A185343 - OEIS

A185343

Least positive number k such that k*p+1 divides 2^p+1 where p is prime(n), or 0 if no such number exists.

2, 0, 2, 6, 62, 210, 2570, 9198, 121574, 2, 23091222, 48, 2, 68186767614, 6, 2, 48, 12600235023025650, 109368, 794502, 24, 2550476412689091085878, 6, 2, 10, 8367330694575771627040945250, 4030501264, 6, 955272, 2, 446564785985483547852197647548252246, 8, 8, 32424, 8

(list; graph; refs; listen; history; text; internal format)

OFFSET

1,1

COMMENTS

Akin to A186283 except for 2^p+1 and restricted to primes.

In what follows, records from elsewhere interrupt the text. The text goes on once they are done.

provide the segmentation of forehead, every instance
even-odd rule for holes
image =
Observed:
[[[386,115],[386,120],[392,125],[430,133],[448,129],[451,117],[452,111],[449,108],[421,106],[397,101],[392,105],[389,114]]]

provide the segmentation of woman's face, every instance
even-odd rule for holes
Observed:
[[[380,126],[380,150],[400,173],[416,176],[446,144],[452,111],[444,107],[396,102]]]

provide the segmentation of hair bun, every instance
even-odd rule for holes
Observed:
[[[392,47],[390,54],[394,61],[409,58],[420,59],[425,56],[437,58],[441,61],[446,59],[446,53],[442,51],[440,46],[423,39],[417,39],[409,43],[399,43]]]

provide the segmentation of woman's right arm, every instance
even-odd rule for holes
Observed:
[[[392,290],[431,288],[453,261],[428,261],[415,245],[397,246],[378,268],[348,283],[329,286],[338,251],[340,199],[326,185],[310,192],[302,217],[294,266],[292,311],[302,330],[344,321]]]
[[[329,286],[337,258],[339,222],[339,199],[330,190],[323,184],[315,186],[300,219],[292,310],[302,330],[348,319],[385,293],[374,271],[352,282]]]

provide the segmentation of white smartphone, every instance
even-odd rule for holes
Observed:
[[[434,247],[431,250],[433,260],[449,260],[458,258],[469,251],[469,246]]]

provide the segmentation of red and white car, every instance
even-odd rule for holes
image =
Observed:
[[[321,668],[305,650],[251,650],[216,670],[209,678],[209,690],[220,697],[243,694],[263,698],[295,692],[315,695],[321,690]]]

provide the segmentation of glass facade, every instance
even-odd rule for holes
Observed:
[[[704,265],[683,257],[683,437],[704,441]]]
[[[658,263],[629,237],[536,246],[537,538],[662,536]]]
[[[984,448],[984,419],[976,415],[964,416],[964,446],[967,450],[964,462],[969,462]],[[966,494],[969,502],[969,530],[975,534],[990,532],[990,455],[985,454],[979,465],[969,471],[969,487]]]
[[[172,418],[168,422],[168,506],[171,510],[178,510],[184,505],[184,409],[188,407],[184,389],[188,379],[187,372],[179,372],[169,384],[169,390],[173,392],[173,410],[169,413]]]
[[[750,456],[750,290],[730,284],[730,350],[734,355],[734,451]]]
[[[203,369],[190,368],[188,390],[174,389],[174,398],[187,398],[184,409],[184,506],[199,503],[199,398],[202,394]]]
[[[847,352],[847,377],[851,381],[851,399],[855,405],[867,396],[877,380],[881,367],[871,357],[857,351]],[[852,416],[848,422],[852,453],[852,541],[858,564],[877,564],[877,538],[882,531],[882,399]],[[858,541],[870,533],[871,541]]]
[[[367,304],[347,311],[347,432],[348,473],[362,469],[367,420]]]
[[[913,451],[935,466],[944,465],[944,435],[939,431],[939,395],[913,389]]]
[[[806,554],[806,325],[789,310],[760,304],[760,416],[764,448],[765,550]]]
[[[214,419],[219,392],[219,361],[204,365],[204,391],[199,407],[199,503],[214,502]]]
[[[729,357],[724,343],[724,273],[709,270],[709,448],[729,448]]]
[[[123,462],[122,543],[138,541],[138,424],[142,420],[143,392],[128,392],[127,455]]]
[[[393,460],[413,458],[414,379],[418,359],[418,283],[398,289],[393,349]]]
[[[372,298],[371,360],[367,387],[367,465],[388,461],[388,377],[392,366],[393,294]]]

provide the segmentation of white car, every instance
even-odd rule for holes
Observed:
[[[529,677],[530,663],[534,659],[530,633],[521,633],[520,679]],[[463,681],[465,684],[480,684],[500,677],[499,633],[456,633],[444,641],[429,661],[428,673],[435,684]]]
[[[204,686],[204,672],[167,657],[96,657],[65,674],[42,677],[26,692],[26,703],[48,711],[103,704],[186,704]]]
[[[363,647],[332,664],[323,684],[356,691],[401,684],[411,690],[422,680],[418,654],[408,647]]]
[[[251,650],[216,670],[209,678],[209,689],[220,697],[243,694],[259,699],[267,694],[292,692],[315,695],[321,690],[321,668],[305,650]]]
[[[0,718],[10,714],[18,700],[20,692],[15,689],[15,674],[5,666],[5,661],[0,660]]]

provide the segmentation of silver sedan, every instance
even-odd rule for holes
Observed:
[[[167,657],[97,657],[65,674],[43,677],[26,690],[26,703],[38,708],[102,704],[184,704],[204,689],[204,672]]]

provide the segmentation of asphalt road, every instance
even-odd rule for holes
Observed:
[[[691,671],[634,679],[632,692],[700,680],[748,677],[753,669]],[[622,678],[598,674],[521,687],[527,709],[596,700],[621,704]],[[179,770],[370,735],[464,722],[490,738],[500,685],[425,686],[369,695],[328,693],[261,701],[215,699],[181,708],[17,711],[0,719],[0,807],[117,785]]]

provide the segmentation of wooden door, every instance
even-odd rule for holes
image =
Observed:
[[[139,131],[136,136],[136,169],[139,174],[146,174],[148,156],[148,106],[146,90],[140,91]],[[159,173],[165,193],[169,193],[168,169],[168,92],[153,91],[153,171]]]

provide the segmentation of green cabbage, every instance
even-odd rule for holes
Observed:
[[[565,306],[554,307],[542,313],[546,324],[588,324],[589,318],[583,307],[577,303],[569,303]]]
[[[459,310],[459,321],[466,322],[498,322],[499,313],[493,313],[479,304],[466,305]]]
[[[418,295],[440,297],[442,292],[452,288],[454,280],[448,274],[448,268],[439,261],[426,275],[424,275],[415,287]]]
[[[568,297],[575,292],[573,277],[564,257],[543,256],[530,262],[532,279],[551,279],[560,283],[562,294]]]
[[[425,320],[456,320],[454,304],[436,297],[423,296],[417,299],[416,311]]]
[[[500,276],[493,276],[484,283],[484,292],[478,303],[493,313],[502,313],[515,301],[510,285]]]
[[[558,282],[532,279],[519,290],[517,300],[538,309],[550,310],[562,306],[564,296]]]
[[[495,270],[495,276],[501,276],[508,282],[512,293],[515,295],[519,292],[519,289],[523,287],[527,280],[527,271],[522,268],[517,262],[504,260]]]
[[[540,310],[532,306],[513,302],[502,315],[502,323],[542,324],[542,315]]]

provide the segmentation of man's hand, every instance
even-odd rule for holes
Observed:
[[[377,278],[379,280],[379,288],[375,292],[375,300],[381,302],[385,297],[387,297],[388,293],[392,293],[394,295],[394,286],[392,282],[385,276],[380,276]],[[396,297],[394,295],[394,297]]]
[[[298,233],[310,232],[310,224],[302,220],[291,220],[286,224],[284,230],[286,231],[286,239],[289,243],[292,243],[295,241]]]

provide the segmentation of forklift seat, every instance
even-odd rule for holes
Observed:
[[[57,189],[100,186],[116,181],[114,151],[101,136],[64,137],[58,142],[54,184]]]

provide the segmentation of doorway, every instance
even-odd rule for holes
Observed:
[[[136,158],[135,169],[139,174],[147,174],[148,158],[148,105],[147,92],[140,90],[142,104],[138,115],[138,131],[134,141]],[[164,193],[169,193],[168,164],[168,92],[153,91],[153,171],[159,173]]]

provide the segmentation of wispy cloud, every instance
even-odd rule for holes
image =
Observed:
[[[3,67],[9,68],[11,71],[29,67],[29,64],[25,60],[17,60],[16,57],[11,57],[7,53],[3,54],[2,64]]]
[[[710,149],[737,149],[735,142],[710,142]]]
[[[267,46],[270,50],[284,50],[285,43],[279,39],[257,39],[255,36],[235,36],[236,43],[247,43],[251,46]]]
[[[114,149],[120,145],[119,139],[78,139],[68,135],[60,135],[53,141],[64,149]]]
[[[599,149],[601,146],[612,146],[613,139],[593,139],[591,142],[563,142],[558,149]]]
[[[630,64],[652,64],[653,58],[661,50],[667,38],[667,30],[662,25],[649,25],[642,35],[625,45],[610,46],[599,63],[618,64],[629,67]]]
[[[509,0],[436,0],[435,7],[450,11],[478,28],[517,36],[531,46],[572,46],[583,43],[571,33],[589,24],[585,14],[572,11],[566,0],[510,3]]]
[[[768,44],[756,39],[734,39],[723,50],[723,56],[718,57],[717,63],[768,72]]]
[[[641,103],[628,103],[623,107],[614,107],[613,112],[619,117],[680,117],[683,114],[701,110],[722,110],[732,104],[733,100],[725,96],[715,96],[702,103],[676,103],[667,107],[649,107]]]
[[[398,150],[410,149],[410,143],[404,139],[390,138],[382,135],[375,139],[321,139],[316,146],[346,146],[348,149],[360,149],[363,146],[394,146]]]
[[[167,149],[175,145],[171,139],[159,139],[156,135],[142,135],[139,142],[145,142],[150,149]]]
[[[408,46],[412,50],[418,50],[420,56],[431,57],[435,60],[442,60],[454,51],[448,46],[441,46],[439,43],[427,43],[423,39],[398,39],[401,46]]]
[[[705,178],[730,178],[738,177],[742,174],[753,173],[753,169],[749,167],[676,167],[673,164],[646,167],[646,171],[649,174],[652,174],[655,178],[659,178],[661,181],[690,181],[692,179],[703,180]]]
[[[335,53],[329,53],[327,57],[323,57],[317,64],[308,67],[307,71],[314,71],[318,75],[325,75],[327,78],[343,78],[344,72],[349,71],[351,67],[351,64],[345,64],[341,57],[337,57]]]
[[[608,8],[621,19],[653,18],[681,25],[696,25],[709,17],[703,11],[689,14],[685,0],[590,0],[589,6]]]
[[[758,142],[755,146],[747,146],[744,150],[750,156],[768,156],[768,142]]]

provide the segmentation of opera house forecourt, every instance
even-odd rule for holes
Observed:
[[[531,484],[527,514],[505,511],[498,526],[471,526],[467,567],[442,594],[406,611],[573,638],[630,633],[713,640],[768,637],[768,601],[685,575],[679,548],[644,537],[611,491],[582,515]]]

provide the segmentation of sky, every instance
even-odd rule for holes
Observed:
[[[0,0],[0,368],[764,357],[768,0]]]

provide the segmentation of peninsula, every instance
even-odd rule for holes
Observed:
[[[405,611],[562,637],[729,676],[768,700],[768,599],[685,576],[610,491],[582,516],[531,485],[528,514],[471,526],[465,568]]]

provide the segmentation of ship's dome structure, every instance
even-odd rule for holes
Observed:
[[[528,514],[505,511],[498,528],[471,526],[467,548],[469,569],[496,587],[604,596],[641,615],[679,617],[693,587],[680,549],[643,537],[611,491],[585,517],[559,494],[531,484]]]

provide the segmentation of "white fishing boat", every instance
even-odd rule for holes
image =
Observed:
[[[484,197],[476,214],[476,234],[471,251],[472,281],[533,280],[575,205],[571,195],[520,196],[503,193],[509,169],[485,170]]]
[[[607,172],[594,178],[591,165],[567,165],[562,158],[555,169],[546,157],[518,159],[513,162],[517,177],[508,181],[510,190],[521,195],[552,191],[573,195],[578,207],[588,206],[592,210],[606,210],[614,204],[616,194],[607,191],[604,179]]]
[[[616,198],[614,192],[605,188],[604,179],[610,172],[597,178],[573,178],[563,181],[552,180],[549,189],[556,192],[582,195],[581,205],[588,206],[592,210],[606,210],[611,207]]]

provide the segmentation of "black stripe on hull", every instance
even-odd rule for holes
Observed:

The larger terms of this sequence occur for the primes p > 3 in sequence A000978. These large terms are (2^p-2)/(3p).

a(n) = 2 iff prime(n) is in A103579. - Robert Israel, Jul 17 2023

LINKS

Table of n, a(n) for n=1..35.

EXAMPLE

2^3+1 = 9 has no factor of the form k*3+1 except 1, so a(primepi(3)) = a(2) = 0.

2^29+1 = 536870913 has factor 2*29+1=59, so a(primepi(29)) = a(10) = 2.